Ho man. Works so well for email and phone calls huh?

Maybe (maybe!) large players will pay attention as they have a lot to lose and aren’t able to ‘dodge’ well. But there are millions of fly by night scam operations that come and go.

Only real solution here is, like email, user side filtering and infrastructure level black holeing of offenders.


I think I average around one illegal spam email or phone call from Australian companies per year. I will always respond to them, though I don’t think I’ve ever actually got any to acknowledge the bald illegality of their action, and normally I will report them to ACMA.

As far as email is concerned, a part of the problem that leads to moderately generic spam is that addresses are often readily available, and there are then no technical means to stop the sending of the message (… though filtering can block receiving the message). The difference with push notifications is that each provider gets a unique address to send to, and you have to at least install an app or accept push notifications (on the web) before they get that address, which guards against the completely casual you-don’t-want-any-notifications crew.


It’s who is in control, who bears the cost/gets hit with the bad behavior, and who is what level of desperate.

Sounds like Australia is pretty mellow. The US often is not.

In the US, I usually get at least 4-5 spam calls a day (post filtering). I used to get dozens before I setup filtering. Sometimes even two at once!

At one point during the bad days (a year or two ago), after I made the mistake of putting my actual phone number in a .us domain registration (no privacy filters), I got 20+ a day. Usually from India. Sometimes even at 2am!

If the infrastructure provider gets paid for the spam directly or indirectly (USPS, phone system, perhaps Apple too via App Store commissions?) then they’ll only stop the really ridiculous and egregious abusers.

If the end user has some control (either via opting out or via filtering), it can cut it down much more. But without tooling it’s still an uphill battle.

They don’t need the experience to be good, just better than the alternatives. Completely cutting it off is not an acceptable alternative for most.

Your comment about ‘easy to get’ email addresses made me chuckle, because having an actual valid email address is actually a response to early spamming!

It used to be, you could use any email address (or send from any IP), even if it wasn’t valid or deliverable and it would go through. Those days faded quickly.
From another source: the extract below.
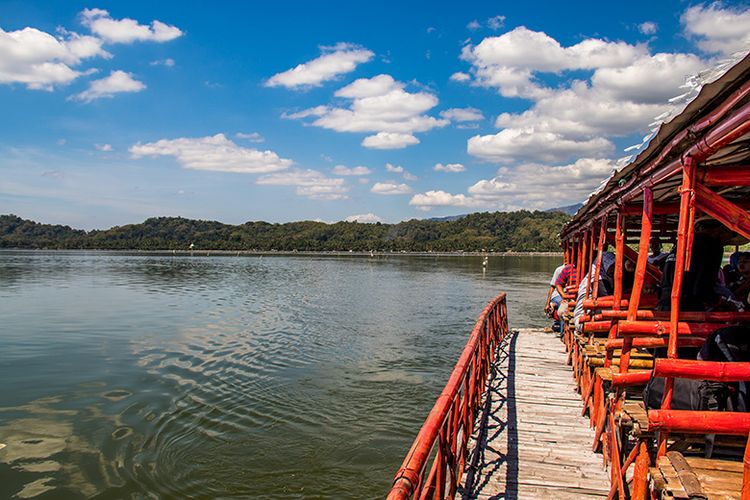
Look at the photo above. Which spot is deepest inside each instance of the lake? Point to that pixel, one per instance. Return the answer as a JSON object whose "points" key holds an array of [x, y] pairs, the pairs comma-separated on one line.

Then came DNS black lists. Then SpamAssassin, which worked pretty good actually (that was cutting edge), and it started to work in Bayesian filtering + weighting of various lists.

Then Gmail et al. and their proprietary filtering software. Then DKIM, etc.

I’m curious what the options will look like for notifications.

The iOS platform controls are problematic as it makes it hard to explore the space of options organically via third party apps (a SpamAssassin for App notifications would be awesome!).

All the focus hacks and weird rules are just too complicated for almost anyone to understand, hence the ‘DND all the time’. It would be like manual blacklist curation for email. Maybe they’ll allow a pluggable integration point there, like password managers for passwords?

At some point a critical mass of users will start DND’ng all the time, or it will even start becoming ‘cool’ to just not have a phone at all or something, and the platform folks will have to start taking a stand.